TV's and plumbing are still measured in inches in the UK, the measuring system was already in place when we went metric and it was what people were used to. Plumbing fittings are as you said now rounded off to millimetres etc. but the actual physical size is still the same as the original imperial. For example what is referred to as a 25mm fitting is actually one inch (25.4 mm).
The airlines measuring things in feet gets under my skin so hard. >:(
It gets even more interesting when aviation uses:
- feet for vertical distances -- such as 1000 ft overhead separation for aircraft heading towards each other
- meters for horizontal distances, such as 1.3 km between two aircraft going for landings on separate, parallel runways of the same airport
- statute miles for visibility ahead of the aircraft, such as when fog is ahead
- nautical miles for distances to waypoints and navigational aids
The bizarre thing is that these are all conventions that stemmed from good rationale, at least initially. Using meters for horizontal distances means it's hard to confuse it with vertical distance, when speaking over rough radio comms. Statute miles is what the meteorological agency in the USA would report, and ATC provides that information to pilots. And nautical miles, as the name suggests, has a rich seafaring tradition, which aviation adopted wholesale.
It's why aircraft have the red (left) and green (right) navigational lights, same as ships do. It's also why the "rule of the road" for two intersecting aircraft is for the right-hand aircraft to go first, since their pilot sees the other's green light, while showing a red light to the halting aircraft.
TL;DR: everything boils down to: "it's how we've always done it"
Tho relationship of nautical miles and knots for speed is really good for navigating over a sphere. There are some handy shortcuts that make quick mental calculations fast and intuitive, specially with an e6b flight computer (not an electronic).

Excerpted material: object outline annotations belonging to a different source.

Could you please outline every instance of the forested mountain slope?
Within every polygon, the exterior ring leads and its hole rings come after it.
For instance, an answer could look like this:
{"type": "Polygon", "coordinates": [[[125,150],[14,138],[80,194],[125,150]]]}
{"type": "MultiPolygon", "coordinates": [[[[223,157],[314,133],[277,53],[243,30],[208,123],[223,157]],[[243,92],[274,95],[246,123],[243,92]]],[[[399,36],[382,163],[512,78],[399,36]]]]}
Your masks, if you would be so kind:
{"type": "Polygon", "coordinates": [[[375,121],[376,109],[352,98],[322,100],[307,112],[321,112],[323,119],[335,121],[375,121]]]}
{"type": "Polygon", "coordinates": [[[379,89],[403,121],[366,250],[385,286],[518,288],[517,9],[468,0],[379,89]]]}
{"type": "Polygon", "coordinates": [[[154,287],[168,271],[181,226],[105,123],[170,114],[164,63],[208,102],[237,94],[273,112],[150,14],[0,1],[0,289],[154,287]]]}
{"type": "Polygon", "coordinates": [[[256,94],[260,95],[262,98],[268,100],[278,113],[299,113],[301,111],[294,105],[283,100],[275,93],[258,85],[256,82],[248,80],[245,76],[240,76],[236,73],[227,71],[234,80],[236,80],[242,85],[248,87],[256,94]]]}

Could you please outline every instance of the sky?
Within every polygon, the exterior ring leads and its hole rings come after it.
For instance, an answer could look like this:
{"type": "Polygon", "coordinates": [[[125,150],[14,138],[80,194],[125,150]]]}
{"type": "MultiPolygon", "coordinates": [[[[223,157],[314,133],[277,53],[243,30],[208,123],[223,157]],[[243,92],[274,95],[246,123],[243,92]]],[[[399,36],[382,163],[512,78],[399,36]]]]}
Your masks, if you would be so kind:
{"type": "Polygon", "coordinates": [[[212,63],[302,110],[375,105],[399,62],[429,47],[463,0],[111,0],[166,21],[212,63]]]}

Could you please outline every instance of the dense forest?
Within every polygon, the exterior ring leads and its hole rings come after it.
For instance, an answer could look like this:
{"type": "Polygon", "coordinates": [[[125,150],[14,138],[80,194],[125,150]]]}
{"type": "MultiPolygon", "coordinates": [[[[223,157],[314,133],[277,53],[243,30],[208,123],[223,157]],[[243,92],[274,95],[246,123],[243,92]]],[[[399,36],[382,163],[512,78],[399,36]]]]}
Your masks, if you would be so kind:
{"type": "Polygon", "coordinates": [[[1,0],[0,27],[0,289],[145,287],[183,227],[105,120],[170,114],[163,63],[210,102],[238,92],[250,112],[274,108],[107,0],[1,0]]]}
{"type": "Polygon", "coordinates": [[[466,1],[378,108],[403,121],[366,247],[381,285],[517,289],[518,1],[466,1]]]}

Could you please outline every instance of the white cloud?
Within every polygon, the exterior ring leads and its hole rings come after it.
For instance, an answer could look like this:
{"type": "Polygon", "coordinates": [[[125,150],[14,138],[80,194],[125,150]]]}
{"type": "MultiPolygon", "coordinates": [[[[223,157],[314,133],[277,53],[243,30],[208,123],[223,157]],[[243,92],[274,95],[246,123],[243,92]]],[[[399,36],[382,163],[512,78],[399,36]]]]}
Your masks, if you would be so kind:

The alternative would've been to use euclidean planes, projections and radian transformations, which would've been harder to use for navigating.
meters for horizontal distances, such as
not really. distance is measured in (nautical) miles, speed in knots (1 knot is 1 nautical mile per hour)
It actually works pretty well by chance more than anything else. 1000 ft is a really good altitude separation between aircraft. 500 is a good offset for irregular traffic too. Multiples of 150/300 m are more annoying to work with and 500/1000 m would waste an excessively large amount of airspace.
why though?
South America here. It's one of the few things where we use freedom units. And beer pints as some other pointed out.
Yeah, it is inches too in Southeast Asia. I guess simply converting current size screen to centimeter just makes the number awkward. For example 14 inches is 35.56 cm. If display to be measured in centimeters, I think the sizes will have to be different to make it marketable.
It's not a whole number in inches either, usually an approximation. My 32" monitor can be 31¾".
Most screens do mention the cm value somewhere on the box, using inches is just normalized.